Le papillon monarque classé «en voie de disparition»

Le gouvernement fédéral classera le papillon monarque comme étant « en voie de disparition » en vertu des dispositions de la Loi sur les espèces en péril. Cette désignation ouvre la porte à la protection d’espaces verts, notamment dans la région de Montréal, qui constituent des habitats essentiels à sa survie.
Selon des informations qui viennent d’être publiées dans la Gazette du Canada, Ottawa se rangera derrière l’avis du Comité sur la situation des espèces en péril au Canada, qui avait recommandé dès 2016 que le lépidoptère reçoive cette désignation, le statut le plus sévère prévu par la Loi sur les espèces en péril avant celui d’espèce « disparue » au pays.
Une consultation de 30 jours est prévue avant la désignation officielle, qui imposera au gouvernement fédéral d’élaborer au cours de la prochaine année un « programme de rétablissement » pour ce papillon migrateur bien connu.
Dès que l’espèce sera officiellement classée comme étant en voie de disparition, la Loi sur les espèces en péril interdira à quiconque de perturber ou de tuer des papillons monarques, mais aussi « d’endommager ou de détruire la résidence d’un ou de plusieurs individus ».
Le décret publié dans la Gazette du Canada précise ainsi que les plants d’asclépiade peuvent être considérés comme des lieux de résidence de l’espèce, puisque le monarque en « dépend uniquement […] pour se reproduire ». Des oeufs, des chenilles ou des chrysalides peuvent se trouver sur cette plante lorsque le monarque se trouve au Canada, soit de juin à octobre.
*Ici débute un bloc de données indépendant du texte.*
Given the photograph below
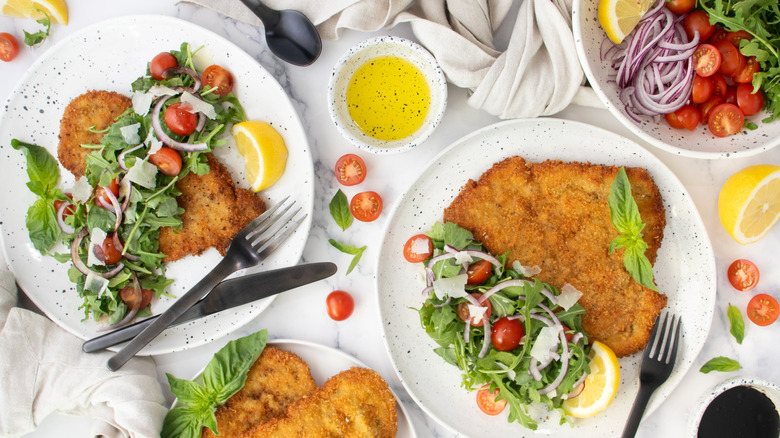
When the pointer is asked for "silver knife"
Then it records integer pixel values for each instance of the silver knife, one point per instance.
(227, 294)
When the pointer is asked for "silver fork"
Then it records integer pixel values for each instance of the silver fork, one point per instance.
(657, 365)
(248, 248)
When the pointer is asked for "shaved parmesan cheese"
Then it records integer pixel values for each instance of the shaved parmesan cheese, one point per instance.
(81, 190)
(569, 296)
(462, 257)
(453, 287)
(143, 173)
(546, 342)
(526, 272)
(96, 284)
(199, 105)
(476, 313)
(130, 134)
(95, 239)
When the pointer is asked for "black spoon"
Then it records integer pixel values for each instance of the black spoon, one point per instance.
(289, 34)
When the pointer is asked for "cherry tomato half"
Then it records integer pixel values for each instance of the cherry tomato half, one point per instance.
(100, 192)
(507, 334)
(418, 248)
(219, 79)
(698, 21)
(350, 170)
(180, 118)
(110, 253)
(487, 403)
(706, 108)
(340, 305)
(751, 68)
(680, 7)
(168, 160)
(9, 47)
(750, 103)
(725, 119)
(160, 63)
(686, 117)
(128, 295)
(743, 274)
(464, 314)
(702, 88)
(478, 272)
(763, 309)
(732, 61)
(366, 206)
(706, 60)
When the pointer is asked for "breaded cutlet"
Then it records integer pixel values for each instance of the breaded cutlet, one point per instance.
(96, 108)
(555, 215)
(214, 211)
(276, 380)
(356, 403)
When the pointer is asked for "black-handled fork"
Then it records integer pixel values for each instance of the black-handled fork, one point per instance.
(657, 365)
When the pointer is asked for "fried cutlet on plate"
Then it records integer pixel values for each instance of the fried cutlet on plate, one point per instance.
(555, 215)
(214, 211)
(96, 109)
(276, 380)
(214, 208)
(356, 403)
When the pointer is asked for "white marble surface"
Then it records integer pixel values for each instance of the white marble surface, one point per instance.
(301, 314)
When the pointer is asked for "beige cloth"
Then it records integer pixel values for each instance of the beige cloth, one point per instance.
(42, 370)
(538, 74)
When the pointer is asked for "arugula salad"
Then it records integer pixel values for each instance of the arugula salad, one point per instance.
(110, 219)
(517, 340)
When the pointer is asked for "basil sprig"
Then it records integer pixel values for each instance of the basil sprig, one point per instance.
(223, 376)
(626, 219)
(720, 363)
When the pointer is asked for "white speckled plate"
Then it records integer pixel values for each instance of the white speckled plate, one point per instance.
(588, 37)
(109, 56)
(365, 51)
(685, 270)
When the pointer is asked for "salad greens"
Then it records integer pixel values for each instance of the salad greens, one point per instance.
(147, 197)
(224, 375)
(509, 371)
(625, 217)
(761, 19)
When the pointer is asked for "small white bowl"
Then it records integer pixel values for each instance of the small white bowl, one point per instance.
(771, 390)
(370, 49)
(588, 38)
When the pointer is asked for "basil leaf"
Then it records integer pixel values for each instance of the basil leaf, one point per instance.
(224, 375)
(347, 249)
(625, 217)
(339, 210)
(736, 323)
(722, 364)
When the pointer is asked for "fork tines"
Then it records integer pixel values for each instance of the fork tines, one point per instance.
(664, 339)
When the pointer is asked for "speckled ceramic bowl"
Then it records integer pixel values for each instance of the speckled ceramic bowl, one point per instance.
(370, 49)
(771, 390)
(589, 37)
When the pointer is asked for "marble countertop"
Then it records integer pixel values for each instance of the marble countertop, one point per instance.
(361, 334)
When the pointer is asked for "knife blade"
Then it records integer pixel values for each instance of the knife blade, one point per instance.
(227, 294)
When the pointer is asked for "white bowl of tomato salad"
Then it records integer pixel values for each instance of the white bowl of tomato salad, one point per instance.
(712, 112)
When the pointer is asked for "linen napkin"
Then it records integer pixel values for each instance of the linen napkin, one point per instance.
(42, 370)
(538, 74)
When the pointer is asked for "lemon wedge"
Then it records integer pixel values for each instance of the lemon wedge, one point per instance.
(619, 17)
(749, 202)
(601, 385)
(56, 9)
(263, 150)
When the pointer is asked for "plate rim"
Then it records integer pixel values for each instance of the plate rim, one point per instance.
(295, 124)
(696, 216)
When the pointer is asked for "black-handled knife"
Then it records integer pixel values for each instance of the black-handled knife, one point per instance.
(227, 294)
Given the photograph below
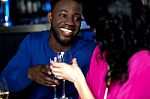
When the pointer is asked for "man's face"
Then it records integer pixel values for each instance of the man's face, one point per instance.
(66, 21)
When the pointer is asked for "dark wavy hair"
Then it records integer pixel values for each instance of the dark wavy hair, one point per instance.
(122, 28)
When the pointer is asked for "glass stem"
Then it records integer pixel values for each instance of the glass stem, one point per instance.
(63, 90)
(55, 94)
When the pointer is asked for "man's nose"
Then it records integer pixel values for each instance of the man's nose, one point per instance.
(70, 21)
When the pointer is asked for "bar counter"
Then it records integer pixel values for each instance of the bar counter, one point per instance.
(25, 28)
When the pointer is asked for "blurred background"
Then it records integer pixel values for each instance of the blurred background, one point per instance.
(20, 17)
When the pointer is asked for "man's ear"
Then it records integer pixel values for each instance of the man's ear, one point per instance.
(49, 16)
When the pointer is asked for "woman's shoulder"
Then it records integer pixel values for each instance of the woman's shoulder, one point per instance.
(140, 61)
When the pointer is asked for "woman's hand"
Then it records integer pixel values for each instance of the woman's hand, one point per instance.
(70, 72)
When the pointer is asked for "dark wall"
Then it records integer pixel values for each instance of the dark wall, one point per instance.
(9, 44)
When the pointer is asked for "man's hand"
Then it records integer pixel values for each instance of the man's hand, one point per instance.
(41, 74)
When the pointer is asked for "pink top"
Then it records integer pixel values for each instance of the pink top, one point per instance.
(136, 87)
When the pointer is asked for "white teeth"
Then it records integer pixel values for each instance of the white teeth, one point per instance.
(65, 30)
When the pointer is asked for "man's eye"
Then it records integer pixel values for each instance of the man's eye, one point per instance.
(63, 15)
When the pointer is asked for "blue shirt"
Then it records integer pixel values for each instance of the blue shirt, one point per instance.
(34, 50)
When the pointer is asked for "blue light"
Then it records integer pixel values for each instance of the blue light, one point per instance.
(7, 8)
(47, 6)
(1, 11)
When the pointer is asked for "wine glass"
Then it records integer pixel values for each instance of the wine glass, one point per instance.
(53, 77)
(4, 92)
(67, 58)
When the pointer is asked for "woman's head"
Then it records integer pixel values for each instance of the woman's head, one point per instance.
(122, 28)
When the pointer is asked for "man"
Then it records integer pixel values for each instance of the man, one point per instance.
(26, 69)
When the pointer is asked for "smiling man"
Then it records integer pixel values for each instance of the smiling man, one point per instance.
(27, 70)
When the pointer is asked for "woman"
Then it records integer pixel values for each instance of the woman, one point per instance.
(120, 65)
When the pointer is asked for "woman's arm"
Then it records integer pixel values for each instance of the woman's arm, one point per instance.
(73, 74)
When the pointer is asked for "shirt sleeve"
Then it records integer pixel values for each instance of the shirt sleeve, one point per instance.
(17, 69)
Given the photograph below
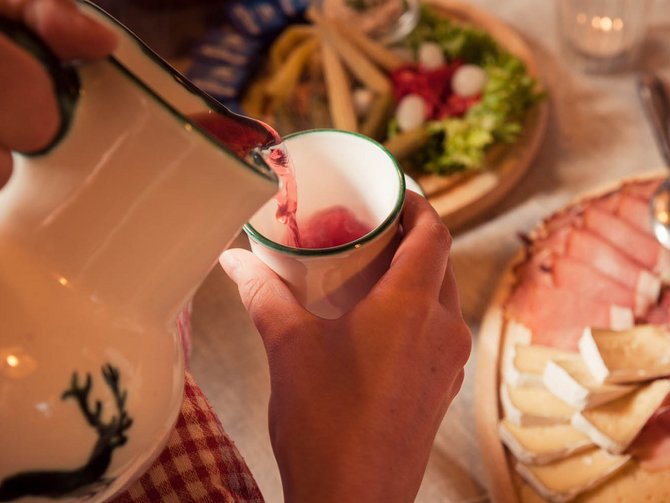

Lors de la période de reproduction, la destruction de telles plantes nécessitera donc la délivrance d’un permis en vertu de la Loi sur les espèces en péril.
Le fédéral a déjà signifié son intention d’utiliser le nouveau classement du monarque afin de mieux protéger les lieux qu’il fréquente. Plusieurs habitats pourraient être désignés au Québec, dont le « champ des monarques », un terrain appartenant à Aéroports de Montréal et situé tout près de l’aéroport Pierre-Elliott-Trudeau.
L’organisme Technoparc Oiseaux milite d’ailleurs depuis plusieurs années pour la protection du secteur, qui a fait l’objet de coupes ayant fauché de nombreux plants d’asclépiade à l’été 2022.
Papillon et poisson
Le directeur général de la Société pour la nature et les parcs du Québec, Alain Branchaud, a salué vendredi la décision du gouvernement fédéral. « Le changement de statut du papillon monarque comme espèce en voie de disparition est une bonne nouvelle et donnera davantage d’outils légaux au gouvernement pour protéger l’espèce et son habitat sur les terres fédérales », a-t-il souligné.
M. Branchaud ajoute qu’Ottawa devrait aussi agir afin d’éviter l’extinction d’autres espèces très menacées au Québec. « Nous espérons que l’enthousiasme du gouvernement à protéger cette espèce emblématique sera contagieux et l’incitera à agir concrètement pour protéger le chevalier cuivré, également espèce en voie de disparition. »
Le fédéral doit décider sous peu s’il accorde les autorisations nécessaires en vertu de Loi sur les espèces en péril pour permettre à l’administration portuaire de Montréal de détruire un habitat essentiel du chevalier cuivré pour construire son nouveau port industriel à Contrecoeur.
Monarque sans frontières
Le cycle de vie complexe du papillon signifie que les efforts de protection de l’espèce doivent dépasser les frontières canadiennes en s’étendant aux États-Unis et au Mexique.
Les papillons adultes qui passent l’hiver au Mexique se reproduisent au printemps suivant, et les femelles pondent ensuite sur une espèce de plante précise, l’asclépiade. Les monarques migrent ensuite vers le nord pour arriver au Québec en juin, où ils se reproduisent aussi. Plusieurs générations de monarques peuvent se succéder avant que ces papillons atteignent nos régions.
L’insecte fait donc face à de multiples menaces, dont les répercussions des dérèglements du climat. Les chenilles de monarques sont d’ailleurs particulièrement vulnérables aux destructions d’habitats.
Les populations de monarques se sont effondrées au cours des dernières années en Amérique du Nord. La population de l’Est (qui migre notamment jusqu’au Québec) est passée de 384 millions de papillons en 1996 à environ 60 millions aujourd’hui ; il s’agit d’une chute de 85 %. La situation de la population dite « de l’Ouest » est encore pire : elle est passée de 1,2 million de papillons en 1997 à moins de 30 000 aujourd’hui.